Strengths and limitations

The strengths of this systematic review rely on the rigorous effort to strictly follow PRISMA guidelines and the clinical relevance in investigating the effect of exercise training on CRF specifically in CRC patients. The selection of studies was performed by two independent reviewers with a strong and moderate agreement on the title/abstract and full text screening, respectively. To eliminate potential confounding factors, studies where exercise was combined with other interventions, like psychological therapy, that also shows beneficial effects on this symptom [61], were excluded.
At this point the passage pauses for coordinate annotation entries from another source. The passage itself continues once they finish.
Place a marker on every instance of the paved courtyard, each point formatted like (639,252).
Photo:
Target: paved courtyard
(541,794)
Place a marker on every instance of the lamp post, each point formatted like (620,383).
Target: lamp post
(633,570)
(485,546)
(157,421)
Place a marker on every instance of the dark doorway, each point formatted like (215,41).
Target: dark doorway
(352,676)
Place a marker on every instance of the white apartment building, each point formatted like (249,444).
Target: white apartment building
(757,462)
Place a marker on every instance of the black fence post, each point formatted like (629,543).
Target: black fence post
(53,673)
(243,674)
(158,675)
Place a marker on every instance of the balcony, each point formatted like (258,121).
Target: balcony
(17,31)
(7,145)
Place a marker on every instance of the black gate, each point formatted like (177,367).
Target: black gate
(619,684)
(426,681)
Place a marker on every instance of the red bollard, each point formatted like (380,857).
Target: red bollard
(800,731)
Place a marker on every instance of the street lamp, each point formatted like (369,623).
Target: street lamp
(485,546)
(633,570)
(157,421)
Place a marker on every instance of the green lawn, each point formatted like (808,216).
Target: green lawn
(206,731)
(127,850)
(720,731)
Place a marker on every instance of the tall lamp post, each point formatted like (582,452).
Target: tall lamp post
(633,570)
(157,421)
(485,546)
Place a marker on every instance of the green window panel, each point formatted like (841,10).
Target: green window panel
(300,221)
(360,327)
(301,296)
Finally, in addition to traditional effect size statistics, the prediction interval was calculated, which could inform what true effects of exercise training on CRF can be expected in future exercise studies in CRC patients.
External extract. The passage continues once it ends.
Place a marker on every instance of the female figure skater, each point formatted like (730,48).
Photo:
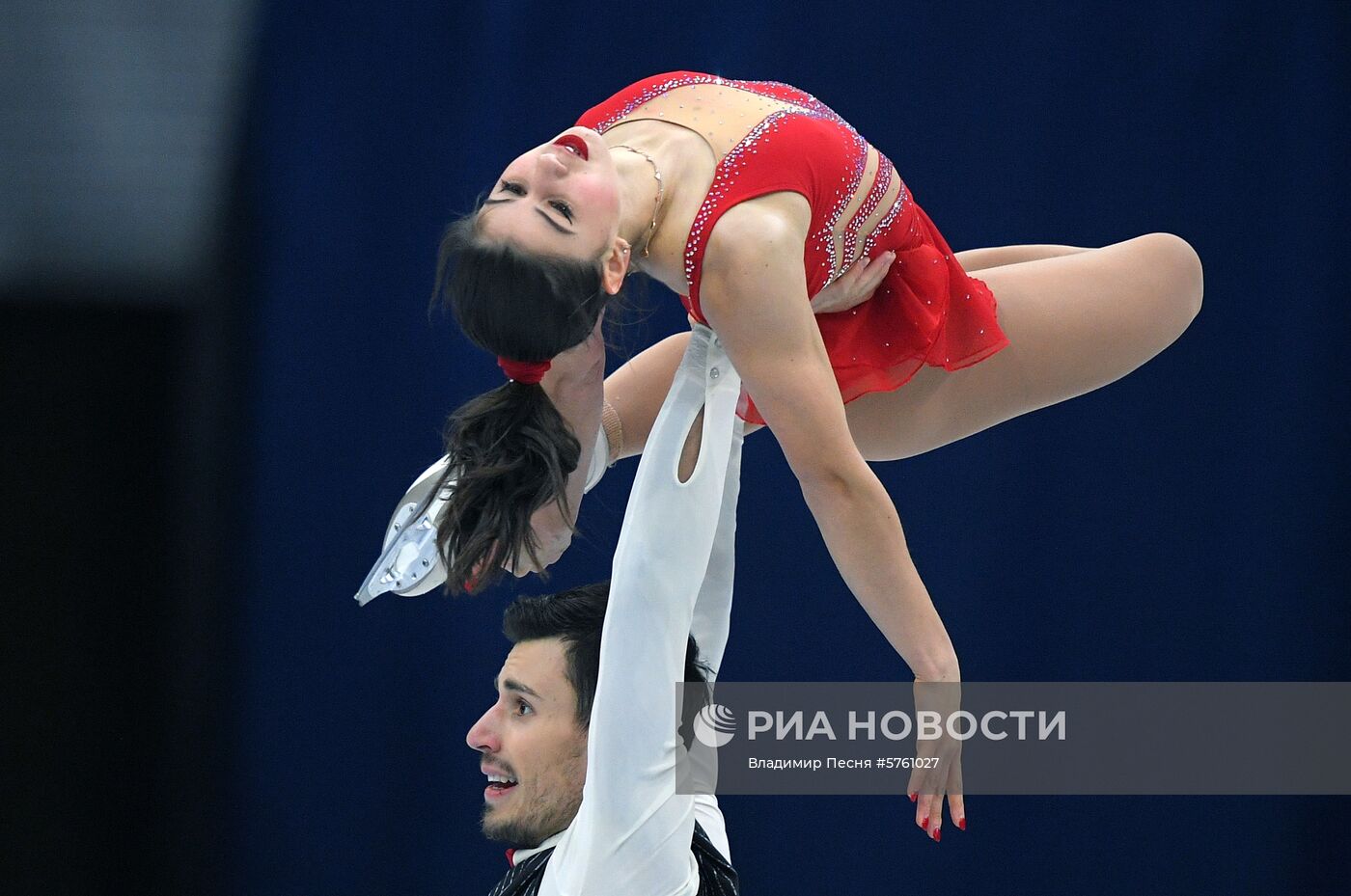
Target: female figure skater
(828,287)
Nonetheless, the main findings of this systematic review need to be considered in the context of some key limitations, including the small number of eligible RCTs with small sample sizes which could influence the external validity and increase the possibility of type II error. Although all the included studies were RCTs, only two studies carried out a hidden allocation [48, 52], which could lead to an overestimation of the exercise training effects [62, 63]. Additionally, the heterogeneity of the exercise interventions between the included studies limits more robust recommendations about the exercise training dose that should be prescribed to manage fatigue among CRC survivors.

Clinical implications

Our meta-analysis provided evidence that exercise training is an effective supportive therapy to the clinical management of CRF, especially in patients undergoing chemotherapy. Despite the heterogeneity in the exercise dose prescribed prevents us to recommend a specific amount of exercise to manage CRF, steady improvements were achieved when a combination of aerobic plus resistance exercise was used, in interventions lasting 12 to 24 weeks.
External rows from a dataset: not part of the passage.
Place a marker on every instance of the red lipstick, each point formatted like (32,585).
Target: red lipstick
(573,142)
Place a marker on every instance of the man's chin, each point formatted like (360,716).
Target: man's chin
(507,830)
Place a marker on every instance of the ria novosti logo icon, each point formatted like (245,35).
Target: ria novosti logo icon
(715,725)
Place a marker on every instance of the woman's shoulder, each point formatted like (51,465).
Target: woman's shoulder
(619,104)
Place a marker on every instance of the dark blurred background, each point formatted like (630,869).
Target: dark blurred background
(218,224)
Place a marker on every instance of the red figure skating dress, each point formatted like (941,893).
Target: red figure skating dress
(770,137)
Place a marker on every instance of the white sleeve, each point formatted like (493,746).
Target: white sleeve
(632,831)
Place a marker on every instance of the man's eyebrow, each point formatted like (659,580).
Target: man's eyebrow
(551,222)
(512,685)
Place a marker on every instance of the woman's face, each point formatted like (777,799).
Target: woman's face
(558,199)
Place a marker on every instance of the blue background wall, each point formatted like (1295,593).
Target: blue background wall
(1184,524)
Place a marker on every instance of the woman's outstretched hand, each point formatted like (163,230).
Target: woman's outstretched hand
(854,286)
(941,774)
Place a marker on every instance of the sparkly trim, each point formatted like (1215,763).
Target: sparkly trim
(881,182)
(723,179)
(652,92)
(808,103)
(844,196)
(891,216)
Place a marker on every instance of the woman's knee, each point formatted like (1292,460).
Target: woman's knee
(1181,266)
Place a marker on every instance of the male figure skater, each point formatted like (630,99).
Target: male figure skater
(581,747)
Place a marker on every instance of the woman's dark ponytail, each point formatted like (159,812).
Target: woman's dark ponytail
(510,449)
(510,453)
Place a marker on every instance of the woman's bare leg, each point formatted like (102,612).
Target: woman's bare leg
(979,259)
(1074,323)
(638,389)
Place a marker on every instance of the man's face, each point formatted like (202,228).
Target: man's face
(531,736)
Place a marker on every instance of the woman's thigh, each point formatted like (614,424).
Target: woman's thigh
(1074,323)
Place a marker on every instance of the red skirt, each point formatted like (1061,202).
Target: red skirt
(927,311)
For decision-makers involved in health policies, it should be underlined that exercise training is significantly more effective than the available pharmaceutical options to manage CRF [61] and in addition to its beneficial impact on this problem, the implementation of exercise programs during adjuvant treatment for patients with colon cancer, resulted in a cost saving of 4321 euros, demonstrating to be an effective and cheaper intervention [64].

Conclusion

In CRC survivors, exercise training is an effective intervention to reduce CRF and could be prescribed as a rehabilitation option to the clinical management of this highly prevalent problem, particularly in patients undergoing chemotherapy. Further studies are necessary to clarify the effects of exercise training on CRF after CRC treatment.

This conclusion is based on low-quality evidence; hence, there is a need for more well-designed randomized controlled trials that investigate the effectiveness of exercise training to prevent or reduce CRF in these patients.